Freeze-thaw damage deterioration mechanism of rice husk ash concrete based on pore volume fractal dimension

Under the increasingly severe environmental pressure, the application of agricultural by-products such as rice husk ash (RHA) in concrete has attracted widespread attention. In order to study the effect of rice husk ash partial replacement (0%, 10%, 20%, 30%) of Portland cement by equal mass on the frost resistance of concrete, the apparent morphology, mass loss, dynamic elastic modulus and compressive strength of rice husk ash concrete under the action of freeze-thaw cycles were conducted, while the spatial distribution pattern of cement paste pores was explored by establishing the pore volume fractal dimension model, and the freeze-thaw damage deterioration mechanism of rice husk ash concrete was revealed. The results show that with the increase of the number of freeze-thaw cycles, the surface spalling damage of concrete gradually intensifies, the mass loss rate tends to decrease and then increase, while the relative dynamic elastic modulus and relative compressive strength show a decreasing trend. In addition, since the hardened cement paste before and after freeze-thaw cycles shows obvious multifractal characteristics, its pore structure can be divided into two categories: Small pores and great pores.

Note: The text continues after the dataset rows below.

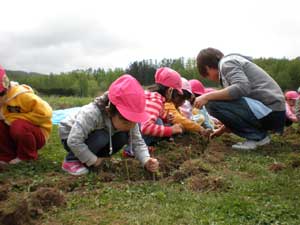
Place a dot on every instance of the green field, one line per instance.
(198, 183)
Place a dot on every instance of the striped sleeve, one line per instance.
(154, 107)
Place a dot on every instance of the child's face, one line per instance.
(213, 74)
(2, 95)
(121, 124)
(291, 102)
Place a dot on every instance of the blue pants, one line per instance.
(98, 143)
(238, 117)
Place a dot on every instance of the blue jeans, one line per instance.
(98, 143)
(237, 116)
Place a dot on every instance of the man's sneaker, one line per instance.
(75, 168)
(127, 154)
(250, 144)
(151, 149)
(15, 161)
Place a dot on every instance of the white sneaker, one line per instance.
(250, 144)
(75, 168)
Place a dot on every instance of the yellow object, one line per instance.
(20, 102)
(198, 117)
(187, 124)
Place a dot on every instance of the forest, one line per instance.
(90, 82)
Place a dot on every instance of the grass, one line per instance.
(242, 187)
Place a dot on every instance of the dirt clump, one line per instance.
(3, 168)
(46, 198)
(20, 215)
(3, 193)
(275, 167)
(202, 182)
(295, 163)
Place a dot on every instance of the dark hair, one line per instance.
(161, 89)
(176, 94)
(208, 57)
(114, 111)
(2, 93)
(187, 94)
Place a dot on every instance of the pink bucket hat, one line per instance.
(4, 81)
(197, 87)
(186, 85)
(291, 95)
(128, 96)
(169, 78)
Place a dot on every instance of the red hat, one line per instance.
(186, 85)
(291, 95)
(197, 87)
(169, 78)
(128, 96)
(4, 81)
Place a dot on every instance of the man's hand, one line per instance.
(98, 162)
(218, 132)
(170, 118)
(200, 101)
(206, 132)
(152, 165)
(177, 128)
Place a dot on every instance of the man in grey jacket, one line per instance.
(250, 104)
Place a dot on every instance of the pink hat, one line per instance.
(169, 78)
(209, 90)
(197, 87)
(186, 85)
(4, 81)
(291, 95)
(128, 96)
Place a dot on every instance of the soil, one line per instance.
(275, 167)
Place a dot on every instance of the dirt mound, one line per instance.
(3, 193)
(46, 198)
(202, 182)
(3, 168)
(275, 167)
(20, 215)
(24, 211)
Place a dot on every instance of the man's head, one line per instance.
(207, 63)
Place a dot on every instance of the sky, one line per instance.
(53, 36)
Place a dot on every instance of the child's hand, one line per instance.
(98, 162)
(206, 132)
(218, 132)
(152, 165)
(170, 118)
(177, 129)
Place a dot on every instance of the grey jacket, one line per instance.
(245, 79)
(297, 109)
(76, 128)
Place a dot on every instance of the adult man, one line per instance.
(250, 103)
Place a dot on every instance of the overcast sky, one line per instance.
(59, 35)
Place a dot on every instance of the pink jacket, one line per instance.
(155, 108)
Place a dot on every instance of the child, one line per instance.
(297, 106)
(167, 83)
(178, 117)
(201, 115)
(25, 122)
(291, 97)
(102, 127)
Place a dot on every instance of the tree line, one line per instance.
(91, 82)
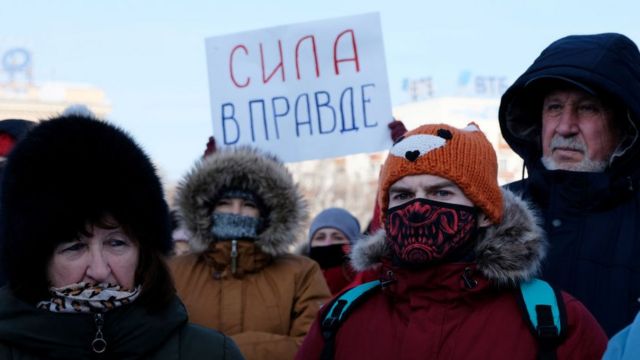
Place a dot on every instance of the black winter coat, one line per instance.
(592, 219)
(28, 333)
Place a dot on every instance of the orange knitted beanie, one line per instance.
(463, 156)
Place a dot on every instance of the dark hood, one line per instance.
(607, 63)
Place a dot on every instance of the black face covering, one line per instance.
(328, 256)
(423, 231)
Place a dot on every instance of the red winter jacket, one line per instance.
(432, 314)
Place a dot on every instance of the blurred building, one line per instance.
(24, 98)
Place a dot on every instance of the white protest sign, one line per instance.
(305, 91)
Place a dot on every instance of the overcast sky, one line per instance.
(149, 58)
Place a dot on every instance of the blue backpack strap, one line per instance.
(337, 311)
(544, 311)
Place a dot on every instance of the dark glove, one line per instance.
(397, 129)
(211, 147)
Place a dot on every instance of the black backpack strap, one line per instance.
(544, 311)
(337, 311)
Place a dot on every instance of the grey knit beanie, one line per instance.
(337, 218)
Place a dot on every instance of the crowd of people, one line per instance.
(452, 266)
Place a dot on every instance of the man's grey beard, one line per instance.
(585, 165)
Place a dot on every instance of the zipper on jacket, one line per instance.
(387, 280)
(469, 282)
(99, 344)
(234, 256)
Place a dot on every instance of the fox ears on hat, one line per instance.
(413, 145)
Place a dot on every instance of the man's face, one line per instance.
(430, 187)
(578, 133)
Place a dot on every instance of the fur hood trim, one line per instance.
(507, 253)
(249, 169)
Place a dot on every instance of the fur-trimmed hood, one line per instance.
(507, 253)
(249, 169)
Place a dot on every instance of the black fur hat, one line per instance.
(67, 172)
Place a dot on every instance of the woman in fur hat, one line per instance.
(84, 227)
(244, 212)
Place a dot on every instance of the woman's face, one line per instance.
(103, 256)
(237, 206)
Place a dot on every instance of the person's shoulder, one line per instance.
(182, 261)
(201, 342)
(516, 187)
(293, 260)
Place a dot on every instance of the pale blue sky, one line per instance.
(148, 55)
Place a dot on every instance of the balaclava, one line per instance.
(421, 231)
(233, 226)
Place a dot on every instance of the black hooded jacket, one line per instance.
(591, 218)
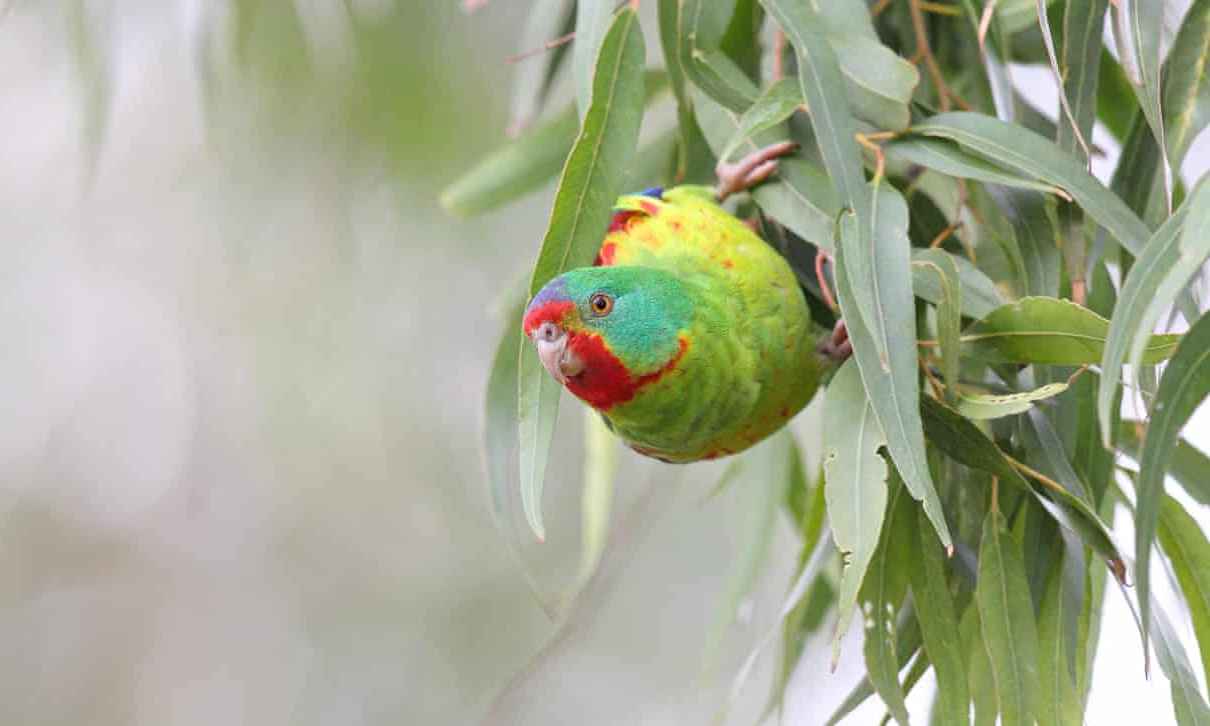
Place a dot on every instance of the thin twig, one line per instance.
(934, 70)
(820, 258)
(940, 9)
(1035, 474)
(546, 46)
(870, 142)
(938, 389)
(778, 52)
(945, 234)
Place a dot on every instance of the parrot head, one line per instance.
(605, 333)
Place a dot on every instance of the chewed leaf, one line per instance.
(986, 405)
(854, 485)
(1037, 156)
(773, 107)
(592, 179)
(1185, 385)
(1052, 332)
(1008, 628)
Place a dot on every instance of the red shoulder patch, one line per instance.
(605, 257)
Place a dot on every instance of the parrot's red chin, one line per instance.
(604, 380)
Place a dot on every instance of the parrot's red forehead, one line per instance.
(551, 311)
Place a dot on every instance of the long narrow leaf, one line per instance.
(1009, 631)
(854, 485)
(874, 258)
(1186, 382)
(939, 624)
(592, 179)
(1187, 547)
(1033, 155)
(1053, 332)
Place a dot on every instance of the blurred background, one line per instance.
(243, 366)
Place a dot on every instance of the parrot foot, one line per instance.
(749, 171)
(837, 347)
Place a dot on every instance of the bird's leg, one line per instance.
(749, 171)
(837, 347)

Under the action of freeze-thaw cycles, the existence of the mesoporous structure of rice husk ash will improve the pore size distribution of concrete, resulting in an increase in the fractal dimension of the small pores. The great pores are more sensitive to freeze-thaw cycles, and their pore structures will be subject to freeze-thaw damage due to the gradual accumulation of swelling pressure.